Many of us need a little outside help when it comes to things like investing and planning for the future, and that’s where financial advisors come into play. However, a 2016 study examining over 1 million records found roughly 7 percent of financial advisors had documented instances of misconduct ranging from negligence to fraud.
Getting stuck with a dishonest advisor could mean losing much of your hard-earned money to fees and exposing yourself to more risk than you’re comfortable taking on. Thankfully, there are plenty of financial advisors who operate with integrity. Here are five positive signs to look out for.
Your advisor talks openly about risk
Most investments come with a degree of risk, and it’s almost always the case that the higher the risk, the higher the reward. Any advisor who tries to downplay the risks associated with investing is effectively doing wrong by his clients. A good advisor will not only talk about risk, but run numbers showing you what you stand to gain and lose in different market scenarios.
You understand what fees you’re paying
Financial advisors have to make money, and they can do that in several ways. Some earn commissions based on the investments they sell. Others earn a fee that’s calculated as a percentage of assets under management. There are also those advisors who take a hybrid approach.
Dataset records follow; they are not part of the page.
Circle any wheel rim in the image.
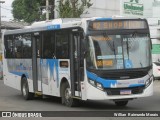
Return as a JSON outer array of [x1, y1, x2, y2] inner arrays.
[[22, 83, 27, 96], [64, 88, 71, 104]]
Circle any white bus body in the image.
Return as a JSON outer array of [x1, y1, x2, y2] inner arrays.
[[2, 17, 153, 107]]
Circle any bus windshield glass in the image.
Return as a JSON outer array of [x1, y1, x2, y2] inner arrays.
[[86, 33, 151, 70]]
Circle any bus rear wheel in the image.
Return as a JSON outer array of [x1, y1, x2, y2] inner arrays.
[[115, 101, 128, 106], [21, 77, 34, 100], [61, 82, 79, 107]]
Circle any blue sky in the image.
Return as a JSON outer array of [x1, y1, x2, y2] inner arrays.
[[1, 0, 14, 21]]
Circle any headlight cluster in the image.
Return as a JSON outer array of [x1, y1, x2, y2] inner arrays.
[[88, 79, 104, 91], [145, 76, 153, 88]]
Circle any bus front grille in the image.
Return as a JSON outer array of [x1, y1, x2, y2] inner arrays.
[[105, 86, 145, 96]]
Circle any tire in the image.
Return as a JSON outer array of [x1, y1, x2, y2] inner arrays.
[[61, 82, 79, 107], [115, 101, 128, 106], [21, 77, 34, 100]]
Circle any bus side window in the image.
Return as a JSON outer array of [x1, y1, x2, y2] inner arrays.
[[14, 35, 23, 59], [4, 36, 15, 58], [42, 31, 55, 59], [44, 48, 52, 58], [22, 34, 32, 58], [55, 31, 69, 59], [16, 46, 22, 58]]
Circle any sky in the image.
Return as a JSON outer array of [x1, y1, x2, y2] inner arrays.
[[1, 0, 14, 21]]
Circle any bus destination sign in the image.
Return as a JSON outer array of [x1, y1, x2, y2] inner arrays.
[[88, 20, 147, 31]]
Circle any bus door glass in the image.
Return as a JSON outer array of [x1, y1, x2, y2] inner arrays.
[[36, 35, 42, 91], [71, 30, 84, 96], [55, 30, 70, 87], [32, 34, 41, 92], [41, 31, 56, 95]]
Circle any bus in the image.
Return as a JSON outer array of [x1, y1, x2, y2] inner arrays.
[[2, 17, 153, 107]]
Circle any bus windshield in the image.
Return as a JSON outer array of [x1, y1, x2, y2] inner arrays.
[[86, 33, 151, 70]]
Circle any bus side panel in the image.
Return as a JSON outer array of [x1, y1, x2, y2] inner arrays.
[[58, 59, 71, 96], [41, 59, 60, 96], [37, 58, 42, 91], [81, 60, 87, 100], [3, 59, 33, 92], [41, 59, 53, 96], [28, 79, 34, 93], [3, 59, 17, 89], [41, 59, 70, 97]]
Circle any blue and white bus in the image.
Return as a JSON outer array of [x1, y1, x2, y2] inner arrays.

Many people prefer fee-based advisors because their fees are somewhat linked to their accounts’ performance – when you do well, your advisor does well, and everybody wins.
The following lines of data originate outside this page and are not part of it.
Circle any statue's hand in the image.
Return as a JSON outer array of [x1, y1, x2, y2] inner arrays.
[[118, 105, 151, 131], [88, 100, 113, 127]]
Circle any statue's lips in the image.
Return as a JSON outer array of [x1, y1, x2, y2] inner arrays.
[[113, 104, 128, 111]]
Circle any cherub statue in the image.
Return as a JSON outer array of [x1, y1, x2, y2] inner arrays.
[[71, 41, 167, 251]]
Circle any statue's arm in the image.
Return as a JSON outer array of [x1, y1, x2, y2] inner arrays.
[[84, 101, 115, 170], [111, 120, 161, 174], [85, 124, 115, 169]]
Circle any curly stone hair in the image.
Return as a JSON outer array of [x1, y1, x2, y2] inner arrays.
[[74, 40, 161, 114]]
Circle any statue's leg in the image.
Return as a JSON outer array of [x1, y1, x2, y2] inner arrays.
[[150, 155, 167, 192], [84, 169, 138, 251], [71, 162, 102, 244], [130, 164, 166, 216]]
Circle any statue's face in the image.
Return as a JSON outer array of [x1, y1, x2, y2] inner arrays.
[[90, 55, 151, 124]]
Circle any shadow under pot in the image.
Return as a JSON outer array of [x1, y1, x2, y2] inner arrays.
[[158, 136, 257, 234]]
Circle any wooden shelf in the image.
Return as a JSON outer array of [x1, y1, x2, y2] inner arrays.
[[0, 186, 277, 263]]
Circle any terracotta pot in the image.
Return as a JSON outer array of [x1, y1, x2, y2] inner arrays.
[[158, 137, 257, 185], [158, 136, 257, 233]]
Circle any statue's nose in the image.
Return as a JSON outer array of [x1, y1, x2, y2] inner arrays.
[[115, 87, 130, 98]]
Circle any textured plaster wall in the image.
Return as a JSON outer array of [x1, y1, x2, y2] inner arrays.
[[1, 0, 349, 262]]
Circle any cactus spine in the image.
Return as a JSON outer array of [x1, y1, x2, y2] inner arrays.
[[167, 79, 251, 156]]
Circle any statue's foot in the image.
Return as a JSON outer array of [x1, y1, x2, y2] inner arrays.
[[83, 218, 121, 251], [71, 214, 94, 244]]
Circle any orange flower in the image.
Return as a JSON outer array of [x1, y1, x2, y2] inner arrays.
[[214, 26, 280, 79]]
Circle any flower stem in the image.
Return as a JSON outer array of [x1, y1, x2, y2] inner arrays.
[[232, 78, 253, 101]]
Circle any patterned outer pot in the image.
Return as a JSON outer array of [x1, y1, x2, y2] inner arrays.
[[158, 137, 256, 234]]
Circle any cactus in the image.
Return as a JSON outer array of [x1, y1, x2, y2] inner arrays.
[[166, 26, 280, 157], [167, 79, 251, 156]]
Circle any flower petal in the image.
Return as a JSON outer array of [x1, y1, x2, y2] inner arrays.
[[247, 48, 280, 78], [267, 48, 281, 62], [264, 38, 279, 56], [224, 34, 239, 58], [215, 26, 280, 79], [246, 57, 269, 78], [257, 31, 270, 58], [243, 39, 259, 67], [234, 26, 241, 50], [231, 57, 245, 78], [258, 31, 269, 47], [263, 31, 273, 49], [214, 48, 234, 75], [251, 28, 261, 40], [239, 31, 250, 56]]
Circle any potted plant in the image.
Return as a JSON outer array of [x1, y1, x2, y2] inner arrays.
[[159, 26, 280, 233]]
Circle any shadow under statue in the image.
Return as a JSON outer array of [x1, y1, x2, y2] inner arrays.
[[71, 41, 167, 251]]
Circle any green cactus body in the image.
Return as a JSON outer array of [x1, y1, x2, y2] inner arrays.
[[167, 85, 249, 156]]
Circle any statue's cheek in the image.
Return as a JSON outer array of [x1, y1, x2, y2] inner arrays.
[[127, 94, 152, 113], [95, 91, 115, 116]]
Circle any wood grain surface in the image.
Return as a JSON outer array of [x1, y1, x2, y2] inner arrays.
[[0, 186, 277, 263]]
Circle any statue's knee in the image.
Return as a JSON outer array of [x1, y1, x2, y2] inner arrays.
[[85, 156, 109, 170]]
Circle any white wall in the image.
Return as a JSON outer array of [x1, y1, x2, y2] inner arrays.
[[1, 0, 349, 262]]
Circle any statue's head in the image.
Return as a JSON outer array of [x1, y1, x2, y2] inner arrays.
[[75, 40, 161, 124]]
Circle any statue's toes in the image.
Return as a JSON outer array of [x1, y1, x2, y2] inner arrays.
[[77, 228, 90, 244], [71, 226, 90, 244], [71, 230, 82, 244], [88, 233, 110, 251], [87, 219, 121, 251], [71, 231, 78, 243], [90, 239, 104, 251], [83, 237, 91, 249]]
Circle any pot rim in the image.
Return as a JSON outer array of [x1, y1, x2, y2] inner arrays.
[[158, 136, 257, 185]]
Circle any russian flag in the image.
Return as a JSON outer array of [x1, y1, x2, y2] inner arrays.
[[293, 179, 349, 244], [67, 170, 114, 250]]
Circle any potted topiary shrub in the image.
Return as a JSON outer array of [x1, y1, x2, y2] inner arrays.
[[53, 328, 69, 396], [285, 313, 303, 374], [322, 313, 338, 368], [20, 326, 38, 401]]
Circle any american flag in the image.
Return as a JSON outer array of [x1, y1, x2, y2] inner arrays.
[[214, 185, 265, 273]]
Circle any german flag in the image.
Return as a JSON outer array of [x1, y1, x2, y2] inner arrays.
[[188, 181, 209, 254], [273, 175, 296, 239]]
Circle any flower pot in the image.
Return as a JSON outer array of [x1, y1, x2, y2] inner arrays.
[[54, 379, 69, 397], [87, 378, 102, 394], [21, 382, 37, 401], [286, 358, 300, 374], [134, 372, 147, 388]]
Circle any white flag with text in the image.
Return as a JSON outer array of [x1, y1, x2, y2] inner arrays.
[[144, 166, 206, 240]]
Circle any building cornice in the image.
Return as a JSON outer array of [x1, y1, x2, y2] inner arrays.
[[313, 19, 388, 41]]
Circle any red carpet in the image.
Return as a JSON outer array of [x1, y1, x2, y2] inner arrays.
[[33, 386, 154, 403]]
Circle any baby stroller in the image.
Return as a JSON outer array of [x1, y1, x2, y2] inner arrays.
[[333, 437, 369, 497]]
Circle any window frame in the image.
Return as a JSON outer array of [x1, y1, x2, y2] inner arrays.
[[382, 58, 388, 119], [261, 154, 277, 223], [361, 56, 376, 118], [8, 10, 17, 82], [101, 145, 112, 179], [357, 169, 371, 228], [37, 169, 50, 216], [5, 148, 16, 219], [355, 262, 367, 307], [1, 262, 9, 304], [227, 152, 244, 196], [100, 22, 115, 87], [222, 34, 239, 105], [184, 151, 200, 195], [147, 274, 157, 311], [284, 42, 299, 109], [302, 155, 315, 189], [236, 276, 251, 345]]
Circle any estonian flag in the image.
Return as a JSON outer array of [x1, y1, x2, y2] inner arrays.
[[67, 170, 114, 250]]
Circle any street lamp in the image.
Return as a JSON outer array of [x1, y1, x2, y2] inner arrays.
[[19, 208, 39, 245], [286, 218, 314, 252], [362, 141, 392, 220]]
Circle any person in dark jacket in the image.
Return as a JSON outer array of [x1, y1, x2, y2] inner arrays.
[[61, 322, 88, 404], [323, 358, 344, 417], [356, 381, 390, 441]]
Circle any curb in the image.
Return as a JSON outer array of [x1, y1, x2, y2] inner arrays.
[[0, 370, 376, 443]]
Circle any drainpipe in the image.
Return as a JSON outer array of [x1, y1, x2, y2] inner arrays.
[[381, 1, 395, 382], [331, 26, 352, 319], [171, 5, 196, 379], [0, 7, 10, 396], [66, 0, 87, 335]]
Some commission-based advisors may push investments with higher commissions. But in reality, it almost doesn’t matter what your advisor’s compensation structure is as long as he or she is completely open and honest about it. If you’re well-aware of how much you’re paying your advisor, it means you’re dealing with someone who believes in transparency.
Your advisor tries to educate you
Some advisors tend to throw around buzzwords and investment speak, partly to show off, and partly to come across as experts. Those people may very well be experts, but that doesn’t make them trustworthy. A good advisor won’t just try to sell you a certain stock or mutual fund, but will explain your options in detail and encourage you to learn more about what each one entails.
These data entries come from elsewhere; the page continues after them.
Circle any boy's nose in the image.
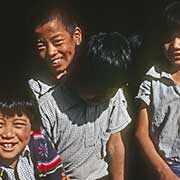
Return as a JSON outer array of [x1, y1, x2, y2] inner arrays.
[[48, 43, 58, 57], [1, 128, 14, 138]]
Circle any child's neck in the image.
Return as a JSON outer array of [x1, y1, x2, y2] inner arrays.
[[171, 66, 180, 85], [2, 158, 18, 169]]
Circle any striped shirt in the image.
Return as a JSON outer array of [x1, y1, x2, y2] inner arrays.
[[29, 78, 131, 180]]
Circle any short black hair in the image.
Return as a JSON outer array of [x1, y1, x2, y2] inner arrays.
[[160, 1, 180, 41], [28, 0, 80, 36], [0, 82, 41, 131], [77, 32, 132, 88]]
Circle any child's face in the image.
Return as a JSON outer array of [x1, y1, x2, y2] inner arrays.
[[0, 113, 32, 167], [163, 33, 180, 69], [35, 18, 82, 79]]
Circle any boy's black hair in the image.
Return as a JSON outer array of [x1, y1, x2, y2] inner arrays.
[[28, 0, 80, 36], [77, 32, 132, 88], [0, 82, 41, 131], [160, 1, 180, 42]]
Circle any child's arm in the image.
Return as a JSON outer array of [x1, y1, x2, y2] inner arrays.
[[31, 131, 69, 180], [135, 103, 180, 180], [107, 132, 125, 180]]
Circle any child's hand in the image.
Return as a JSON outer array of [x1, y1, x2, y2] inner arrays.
[[61, 172, 70, 180], [160, 167, 179, 180]]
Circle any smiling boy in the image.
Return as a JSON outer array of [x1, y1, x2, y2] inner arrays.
[[0, 113, 32, 169], [0, 84, 68, 180], [28, 2, 82, 101]]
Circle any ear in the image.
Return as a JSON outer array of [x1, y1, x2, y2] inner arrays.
[[73, 27, 82, 46], [30, 130, 33, 135]]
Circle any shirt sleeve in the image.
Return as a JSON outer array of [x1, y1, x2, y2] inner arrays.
[[135, 78, 151, 106], [108, 89, 132, 134], [32, 132, 67, 180], [28, 79, 41, 100], [39, 100, 57, 145]]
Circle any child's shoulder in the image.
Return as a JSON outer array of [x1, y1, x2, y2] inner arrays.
[[30, 131, 56, 150], [29, 131, 65, 178], [144, 65, 171, 82], [31, 130, 45, 139], [109, 88, 129, 109], [146, 65, 162, 77]]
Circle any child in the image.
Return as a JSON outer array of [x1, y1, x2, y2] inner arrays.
[[74, 32, 132, 105], [67, 32, 133, 179], [31, 32, 132, 179], [0, 83, 68, 180], [28, 1, 82, 93], [135, 1, 180, 180]]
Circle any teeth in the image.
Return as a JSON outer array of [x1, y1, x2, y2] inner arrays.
[[53, 59, 61, 64], [3, 144, 13, 148]]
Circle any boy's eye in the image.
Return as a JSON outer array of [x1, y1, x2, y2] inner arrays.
[[53, 39, 63, 46], [14, 123, 26, 128], [35, 39, 46, 50], [0, 122, 4, 128], [13, 121, 27, 128], [36, 43, 46, 51]]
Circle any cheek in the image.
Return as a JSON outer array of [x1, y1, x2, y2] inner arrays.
[[38, 50, 46, 60], [60, 41, 76, 56], [17, 128, 32, 143], [163, 43, 170, 51], [163, 44, 170, 56]]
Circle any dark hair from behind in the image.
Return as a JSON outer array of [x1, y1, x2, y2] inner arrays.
[[0, 82, 41, 131], [77, 32, 132, 88]]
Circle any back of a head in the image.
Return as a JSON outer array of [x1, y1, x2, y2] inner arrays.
[[79, 32, 132, 88]]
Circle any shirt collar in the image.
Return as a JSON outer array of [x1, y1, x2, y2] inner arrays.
[[146, 66, 174, 82], [0, 146, 30, 168], [29, 72, 71, 98], [21, 145, 31, 158]]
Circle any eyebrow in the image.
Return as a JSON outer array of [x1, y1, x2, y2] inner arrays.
[[0, 118, 28, 123], [14, 118, 28, 121]]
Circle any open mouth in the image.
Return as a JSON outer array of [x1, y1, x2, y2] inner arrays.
[[169, 51, 180, 60], [52, 58, 62, 67], [173, 54, 180, 61], [175, 52, 180, 56], [0, 143, 17, 151]]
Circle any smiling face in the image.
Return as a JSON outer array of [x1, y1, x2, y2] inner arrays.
[[0, 113, 32, 167], [163, 32, 180, 69], [35, 18, 82, 79]]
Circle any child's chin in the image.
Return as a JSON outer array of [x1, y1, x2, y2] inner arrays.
[[0, 155, 18, 167], [85, 99, 105, 106]]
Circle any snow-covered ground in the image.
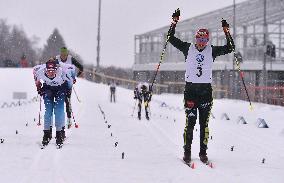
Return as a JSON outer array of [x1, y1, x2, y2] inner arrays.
[[0, 68, 284, 183]]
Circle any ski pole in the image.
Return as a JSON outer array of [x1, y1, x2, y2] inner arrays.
[[73, 86, 81, 103], [72, 111, 79, 128], [222, 19, 253, 110], [37, 96, 42, 126], [67, 97, 78, 128], [131, 99, 137, 117], [150, 8, 180, 92]]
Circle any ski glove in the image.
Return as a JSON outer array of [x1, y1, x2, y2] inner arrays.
[[221, 19, 230, 34], [66, 89, 72, 96], [172, 8, 180, 23], [36, 82, 44, 96], [37, 88, 44, 96], [147, 93, 152, 102]]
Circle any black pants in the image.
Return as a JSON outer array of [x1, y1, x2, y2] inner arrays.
[[183, 82, 213, 155], [65, 90, 72, 119], [137, 93, 150, 117], [110, 91, 116, 103]]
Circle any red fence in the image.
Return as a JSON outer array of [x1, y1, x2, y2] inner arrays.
[[238, 86, 284, 106]]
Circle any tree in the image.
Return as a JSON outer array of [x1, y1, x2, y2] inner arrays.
[[0, 20, 38, 67], [40, 28, 66, 63], [8, 26, 38, 66], [0, 20, 11, 66]]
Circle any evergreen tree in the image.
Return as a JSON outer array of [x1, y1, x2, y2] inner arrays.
[[8, 26, 37, 66], [0, 20, 38, 67], [41, 28, 66, 63], [0, 20, 11, 66]]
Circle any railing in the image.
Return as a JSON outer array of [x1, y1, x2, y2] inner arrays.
[[0, 96, 38, 109]]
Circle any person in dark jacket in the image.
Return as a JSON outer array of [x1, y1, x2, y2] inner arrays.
[[134, 82, 152, 120], [110, 82, 116, 103]]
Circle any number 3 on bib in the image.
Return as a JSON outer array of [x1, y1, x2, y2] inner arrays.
[[196, 66, 203, 77]]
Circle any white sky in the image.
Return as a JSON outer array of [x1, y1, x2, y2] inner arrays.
[[0, 0, 247, 68]]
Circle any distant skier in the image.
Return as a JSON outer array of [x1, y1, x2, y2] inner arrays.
[[55, 47, 83, 133], [134, 82, 152, 120], [170, 12, 234, 164], [109, 82, 116, 103], [33, 58, 75, 147]]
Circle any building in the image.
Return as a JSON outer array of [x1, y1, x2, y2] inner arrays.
[[133, 0, 284, 105]]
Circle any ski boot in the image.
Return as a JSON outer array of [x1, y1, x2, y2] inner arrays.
[[67, 118, 72, 129], [42, 130, 51, 146], [199, 153, 208, 164], [146, 112, 150, 120], [183, 150, 191, 164], [61, 126, 66, 141], [56, 130, 63, 148], [138, 112, 141, 120]]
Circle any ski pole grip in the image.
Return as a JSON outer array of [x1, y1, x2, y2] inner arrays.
[[221, 19, 229, 28], [172, 8, 180, 21]]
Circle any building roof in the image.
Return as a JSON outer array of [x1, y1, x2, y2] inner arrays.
[[138, 0, 284, 36]]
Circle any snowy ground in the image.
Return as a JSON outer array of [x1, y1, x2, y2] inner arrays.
[[0, 68, 284, 183]]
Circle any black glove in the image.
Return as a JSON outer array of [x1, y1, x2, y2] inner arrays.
[[148, 93, 152, 102], [37, 88, 44, 96], [172, 8, 180, 22], [134, 95, 137, 100], [221, 19, 230, 35], [221, 19, 229, 28], [36, 82, 44, 96], [66, 89, 72, 96]]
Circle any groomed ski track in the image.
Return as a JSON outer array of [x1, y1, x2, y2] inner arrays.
[[0, 68, 284, 183]]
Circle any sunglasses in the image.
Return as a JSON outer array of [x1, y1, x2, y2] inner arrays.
[[196, 37, 209, 43], [46, 68, 57, 72]]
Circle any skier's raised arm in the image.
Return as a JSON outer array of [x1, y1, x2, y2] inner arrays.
[[212, 19, 235, 59], [169, 13, 191, 57]]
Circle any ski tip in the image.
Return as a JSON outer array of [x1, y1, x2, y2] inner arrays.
[[206, 161, 214, 168], [191, 162, 195, 169]]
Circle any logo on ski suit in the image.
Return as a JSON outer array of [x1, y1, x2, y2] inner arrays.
[[186, 100, 195, 109], [196, 54, 205, 63]]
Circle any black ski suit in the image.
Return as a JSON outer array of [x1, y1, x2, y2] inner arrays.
[[169, 25, 234, 155], [134, 87, 151, 120], [110, 84, 116, 103]]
Your advisor asks to meet regularly
When it comes to your portfolio, the last thing you want to do is set it and forget it. But some advisors have a tendency to meet with their clients only when they have new investments to push, or are looking to talk their clients into investing more money. A trustworthy advisor proactively invites you to discuss your investments, review performance, and talk through any concerns.
Your advisor cares about your goals
There’s no one-size-fits-all approach to investing, nor is there some magic universal savings target you should aim to have reached by a certain age. Your advisor’s job is to take the time to understand your personal goals and craft a financial plan that works to achieve them. If your advisor seems cognizant of these goals when making recommendations, it’s a sign that he or she is not only listening, but working with your best interests in mind.
Ideally, your financial advisor will be someone you turn to for guidance throughout various stages of your life. If something about your advisor just doesn’t seem right, or you’re not comfortable voicing your concerns about your assets’ performance, you shouldn’t hesitate to make a change. After all, to an extent, your financial future is in your advisor’s hands, and you deserve to feel 100 percent comfortable that you’ve found the right person for the job.